Нузак была заботливой матерью и на своем веку дала жизнь уже двенадцати или пятнадцати поколениям медведей, а потому знала, что в этот первый день нужно было ходить как можно меньше, чтобы дать ножкам Нивы немного окрепнуть. Потому-то она и не задерживалась долго даже на этой мягкой трясине, а решила зайти по пути в ближайшую группу деревьев, где обыкновенно она ломала своими лапами у сосен сучья, чтобы добыть из-под их коры вкусный, липкий сок. После целого пиршества, состоявшего из разных корешков и луковичных растений, Ниве понравился этот десерт, и сам он, в свою очередь, попытался сдирать коготками кору с деревьев. До самого полудня Нузак все ела и ела, до тех пор, пока не оттопырились у нее бока, а Нива, со своей стороны, то пососав материнского молока, а то покушав разных странных, но вкусных вещей, попадавшихся им по пути, не стал походить на барабан. Выбрав затем местечко, где от косых лучей солнца белая скала нагрелась так, точно печка, старая, обленившаяся Нузак прилегла отдохнуть, в то время как Нива, предоставленный самому себе, наткнулся вдруг в своих поисках приключений на яростного врага.

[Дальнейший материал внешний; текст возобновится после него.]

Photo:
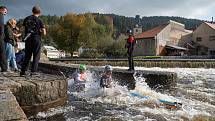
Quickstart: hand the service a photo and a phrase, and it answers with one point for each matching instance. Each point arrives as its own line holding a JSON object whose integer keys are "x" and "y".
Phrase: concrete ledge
{"x": 155, "y": 79}
{"x": 36, "y": 93}
{"x": 9, "y": 108}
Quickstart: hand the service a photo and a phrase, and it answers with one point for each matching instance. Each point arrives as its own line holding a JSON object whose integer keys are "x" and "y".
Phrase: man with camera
{"x": 3, "y": 60}
{"x": 34, "y": 28}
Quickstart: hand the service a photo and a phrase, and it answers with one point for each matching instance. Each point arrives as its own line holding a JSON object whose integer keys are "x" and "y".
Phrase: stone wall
{"x": 153, "y": 78}
{"x": 36, "y": 93}
{"x": 9, "y": 108}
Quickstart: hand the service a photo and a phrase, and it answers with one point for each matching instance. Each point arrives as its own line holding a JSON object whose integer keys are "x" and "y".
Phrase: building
{"x": 204, "y": 39}
{"x": 137, "y": 30}
{"x": 159, "y": 40}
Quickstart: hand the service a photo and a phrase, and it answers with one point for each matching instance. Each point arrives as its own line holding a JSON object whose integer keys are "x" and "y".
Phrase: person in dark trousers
{"x": 130, "y": 47}
{"x": 3, "y": 59}
{"x": 10, "y": 42}
{"x": 106, "y": 79}
{"x": 34, "y": 28}
{"x": 20, "y": 56}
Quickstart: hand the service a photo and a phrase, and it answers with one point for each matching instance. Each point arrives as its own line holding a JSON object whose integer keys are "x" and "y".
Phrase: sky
{"x": 196, "y": 9}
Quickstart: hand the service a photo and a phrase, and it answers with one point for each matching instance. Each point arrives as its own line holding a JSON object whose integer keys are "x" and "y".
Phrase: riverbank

Это был громадный древесный жук-рогач в два дюйма длины. Его рога, которые он выставил спереди, были черны и походили на изогнутые железные гвозди. Он был весь совершенно черного цвета, и его точно выкованная из металла поверхность ярко сверкала на солнце. Нива лег на живот и с замиранием сердца стал следить, что он будет делать. Для него оказалось удивительнее всего то, что этот жук, находившийся от него на расстоянии всего только в какой-нибудь один фут, все-таки продолжал к нему приближаться! Это было и любопытно и в то же время и страшно. Первое за весь день живое существо, которое не испугалось и не убежало прочь! Медленно придвигаясь на своих шести ногах, жук издал дребезжащий звук, который Нива отлично расслышал; затем Нива нерешительно протянул к нему лапу. Тотчас же жук ощетинился и принял яростный вид. Его крылья зашевелились и загудели, точно пропеллер, клещи разжались так, что могли бы легко прищемить человеческий палец, и сам он стал вертеться на ногах, точно пустился в пляс. Нива отдернул лапу назад, и секунды две спустя жук успокоился и все-таки снова двинулся вперед.